- Directed by: Preetam Gubbi
- Written by: N. S. Shankar [Dialogues]
- Screenplay by: Preetham Gubbi
- Story by: Preetham Gubbi
- Produced by: Jayanna Bhogendra
- Starring: Duniya Vijay Ramya
- Cinematography: Krishna
- Edited by: Deepu S. Kumar
- Music by: V. Harikrishna
- Distributed by: Jayanna Combines
- Release date: 3 June 2011;
- Running time: 153 minutes
- Country: India
- Language: Kannada
- Box office: ₹ 4.5 crores

= Johny Mera Naam Preethi Mera Kaam =

Johny Mera Naam Preethi Mera Kaam is a 2011 Indian Kannada-language romantic comedy film directed by Preetham Gubbi and produced by Jayanna Combines. The film stars Duniya Vijay and Ramya, alongside Rangayana Raghu, Sadhu Kokila, H. G. Dattatreya, Karthik Jayaram, Sharan and Achyuth Kumar.

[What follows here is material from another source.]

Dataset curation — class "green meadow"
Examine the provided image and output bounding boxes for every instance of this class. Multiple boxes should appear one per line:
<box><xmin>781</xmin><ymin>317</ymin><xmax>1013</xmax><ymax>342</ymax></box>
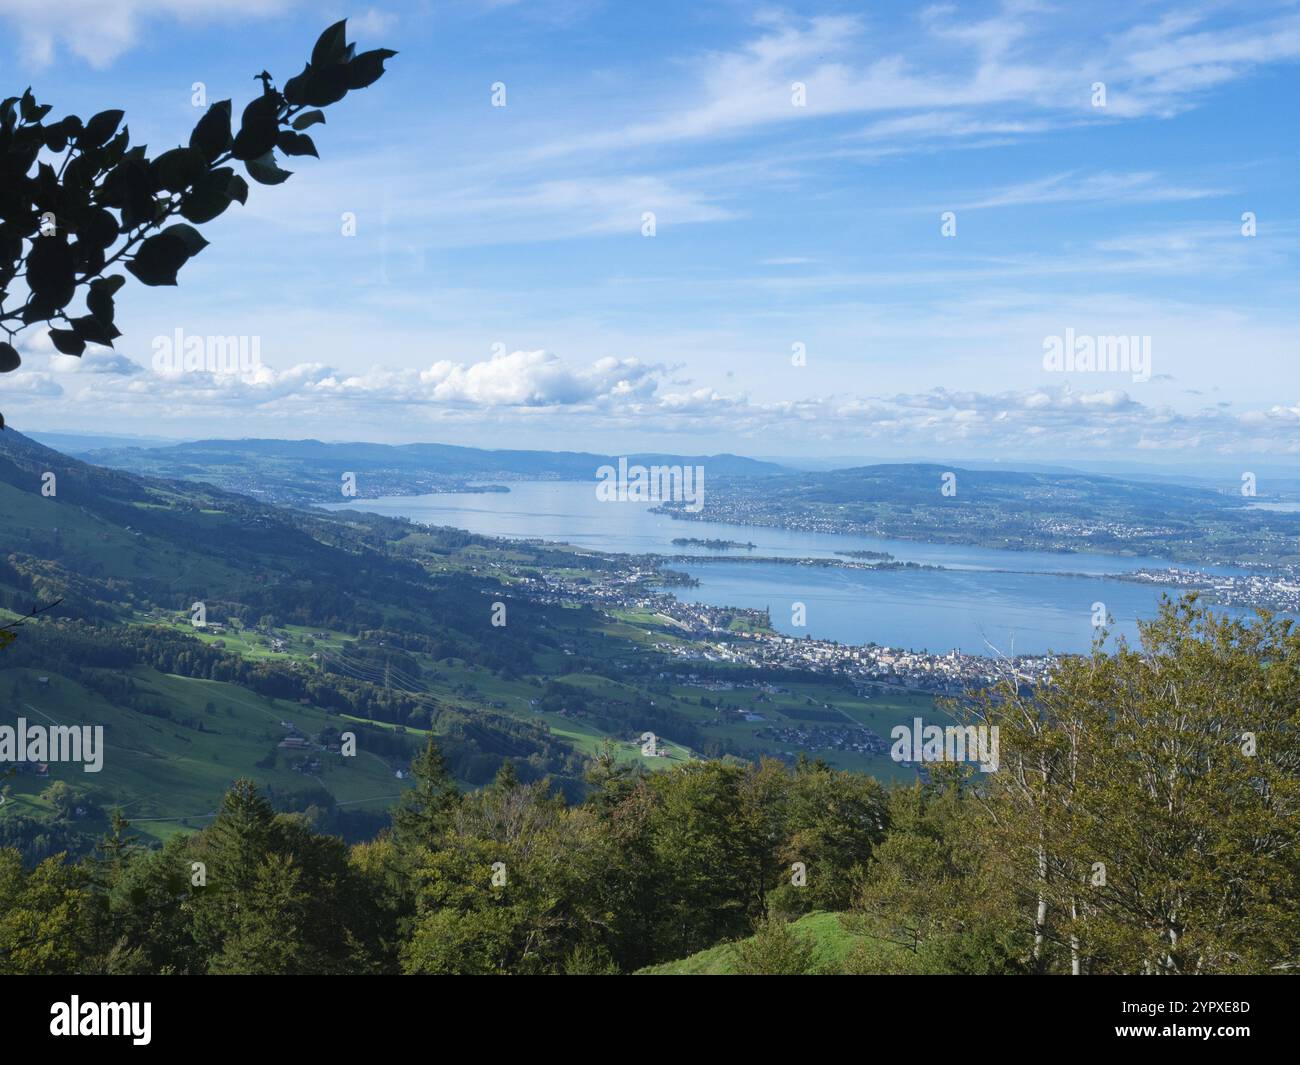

The music was composed by V. Harikrishna, while cinematography and editing were handled by Krishna and Deepu. S. Kumar.

A sequel titled Johnny Johnny Yes Papa was released on 30 March 2018.

== Plot ==
Johny, who runs a social service centre in Gandhinagar Colony with Maamu, falls in love with Priya, an NRI who arrives to visit her grandfather. Johny learns that Priya's father has arranged for her to marry a suitor named Preetham, but Johny breaks off the alliance. Priya reveals to Johny that she is in love with Rakesh, whom she had met online. Johny helps Priya reunite with Rakesh, but she soon discovers that Rakesh is a fraud and leaves him. Priya's father assumes that Johny has kidnapped her and has Maamu arrested, but Johny clears up the misunderstanding and sends Priya back with her father. Realising that Johny and Priya love each other, Priya's father reunites them.

==Music==

Track listing
| No. | Title | Singer(s) | Length |
|---|---|---|---|
| 1. | "Diva Diva" | Priyadarshini | 4:04 |
| 2. | "Shirtu Pantinali" | V. Harikrishna, Chethan Sosca | 3:57 |
| 3. | "Yaava Seemeya" | Sonu Nigam | 3:53 |
| 4. | "Yellavanu Heluvaase" | Sonu Nigam, Rangayana Raghu | 4:11 |
| 5. | "Bhavalokada Rayabharige" | Shamita Malnad | 3:18 |
| Total length: |  |  | 18:43 |

== Reception ==
The Times of India gave 4/5 stars and termed it as an "entertainer with lot of comedy sequences, but don’t go deep into the storyline." Shruti Indira Lakshminarayana of Rediff gave 2.5/5 stars and wrote "The film could have packed much more energy and fun given the director and his capable cast." The New Indian Express wrote "The movie is worth watching if you are interested in entertainment".